De façon générale, la construction cohérente de cette région est une absolue nécessité, et même M. Stauffer a affirmé non sans rire "qu'il était pour le franco-valdo-genevois". Tout le monde étant donc pour, la question est de savoir si les efforts promis de part et d'autres seront tenus : en matière d'emploi du côté français et en matière de logement du côté suisse...

Si hier soir ce sont surtout les problèmes qui ont été abordés, il ne faut pas oublier qu'enfin suisses et français se parlent, il faut dire aussi que la réalité est plus forte que le politique, et c'est heureux, et c'est l'occasion de dire que cette agglomération se vit dans les familles, dans les amis, dans le travail, dans les loisirs, que nous allons faire nos achats de part et d'autres de la frontière, que cette agglomération est déjà une réalité pour les gens et qu'il règne au delà des polémiques sur les frontaliers, les préjugés sur les suisses comme sur les français, un certain esprit de vivre-ensemble et de solidarité, quoi que n'en dise M. Stauffer, qui s'est livré à une instructive analyse du "vrai et du faux frontalier", qui n'est pas sans rappeler le fameux sketch des inconnus sur le "bon et mauvais chasseur" et à la propagation des habituels clichés dont on affuble les français.

Cette région nous l'aimons, et il faudra du temps, sans doute, pour que tout le monde comprenne le bien-fondé de sa construction si possible harmonieuse. Le processus est en marche, inexorable, et c'est tant mieux. Comme le dit Bernard Gaud : "il n'est plus possible de barrer la route à ce projet".

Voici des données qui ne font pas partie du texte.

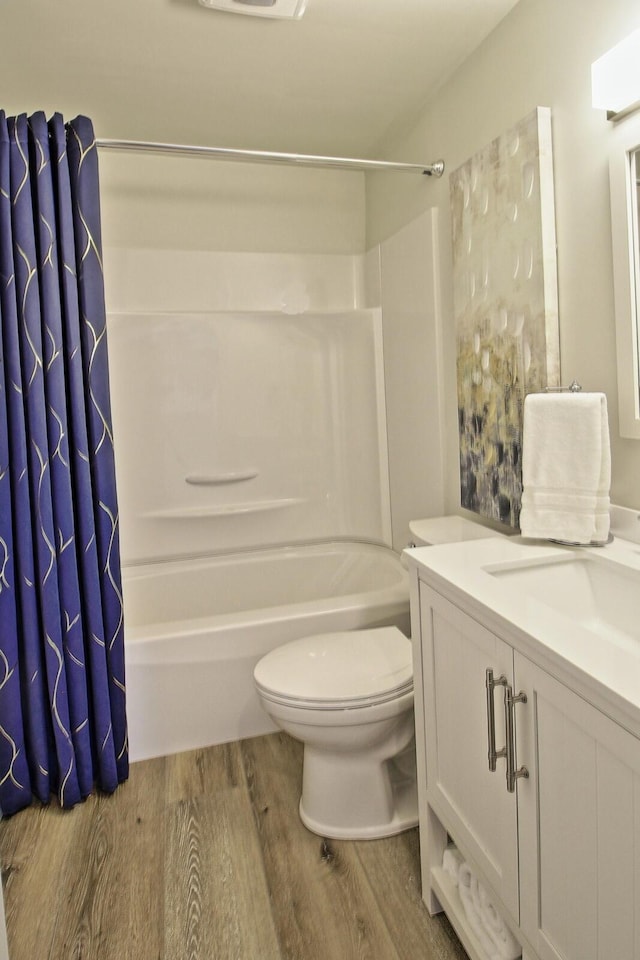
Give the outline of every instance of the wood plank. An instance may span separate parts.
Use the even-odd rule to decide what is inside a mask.
[[[366,877],[345,856],[349,844],[299,819],[300,745],[276,734],[241,747],[282,957],[397,960]]]
[[[0,830],[7,936],[11,960],[49,957],[60,915],[69,906],[58,878],[70,851],[89,836],[92,799],[64,813],[34,804]]]
[[[467,960],[444,913],[432,917],[422,902],[417,827],[396,837],[354,843],[351,855],[369,881],[400,960]]]
[[[246,790],[237,743],[189,750],[165,757],[168,803],[190,800],[232,787]]]
[[[158,824],[149,810],[162,797],[163,780],[162,761],[138,771],[134,765],[113,796],[92,795],[64,812],[34,805],[3,821],[11,960],[157,960],[153,931],[162,930],[162,920],[157,923],[152,888],[141,874],[155,869]],[[151,952],[138,950],[140,939]]]
[[[112,796],[91,798],[82,844],[69,850],[61,876],[61,912],[50,960],[157,960],[164,927],[162,758],[132,764]],[[11,958],[13,960],[13,957]]]
[[[167,828],[165,960],[280,960],[246,787],[212,783]]]
[[[325,841],[285,734],[132,765],[113,796],[0,823],[11,960],[462,960],[416,831]]]
[[[430,916],[422,901],[418,828],[397,837],[357,844],[355,852],[402,960],[412,960],[417,953],[424,960],[466,960],[445,914]]]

Mais il faudra que chacun prenne sa part et sincèrement, la question du logement, qui est fondamentale, trouvera je l'espère d'autres réponses que celles qui ont été formulées hier soir.

Commentaires

Cher Monsieurle Maire

Plaidant à Nice,je n'ai pu asssiter à cette reunion;au regard de votre commentaire, je le regrette davantage.
Je partage depuis longtemps votre analyse et suis en desaccor
profond avec les elus français, et encore je souhaiterais que l'on sorte du "français" et du "suisse" qui en l'espece n'ont pas de pertinence, pour revenir au temps long et employer les denominations plus exactesde"savoyards,genevois et vaudois" qui compose le Grand Geneve,nom excellent.Le Grand Geneve n'est pas la deuxieme agglo de rhone-alpes qui n'a aujourd'hui tenté de diluer que la Savoie et pas encore annexé Geneve en depit des espoirs de MM Queirane et Dupessey! Plaisenterie à part, Gerons nos affaires ccmme les Genevois le font...et avec eux.

Je me rappelle aussi l'hostilité de nombreux de ces Elus aux relations tranfrontalieres, et non des moindres comme R.Borrel jusqu'à leur heureuse conversion.Cette opposition frappait aussi ce qu'on n'appelait pas encore le CEVA.Partageons aujourd'hui le meme enthousiasme avec la joie deles avoir vus nous rejoindre.Mais ,nous ne serons pas phagocités!

Il me semble qu'il faut trouver un mode organisationnel pour porter ce courant qui ne recoupe pas les clivages traditionnels, qui est tres important dans l'opinion(voir la resistance aux PLU betonneurs) et n'est pas representé.Il
recoupe une part importante de l'opinion genevoise et vaudoise en prime.C'est dire que ,comme l'Europe, le Grand Geneve doit vite trouver un modele politique sur les principes de la democratie helvetique, et non le mandat representatif
français.Double national, je ne peux que temoigner des limites de celui-ci qui conduit une petite technostrure(relire Galbraith et les batailles genevoises qui ont structuré la pensée politique de JJRousseau!) à dire les aneries que vous citez.
Vous avez raison, le Grand Geneve sera fondé sur cette lucidité.Merci David Hiller.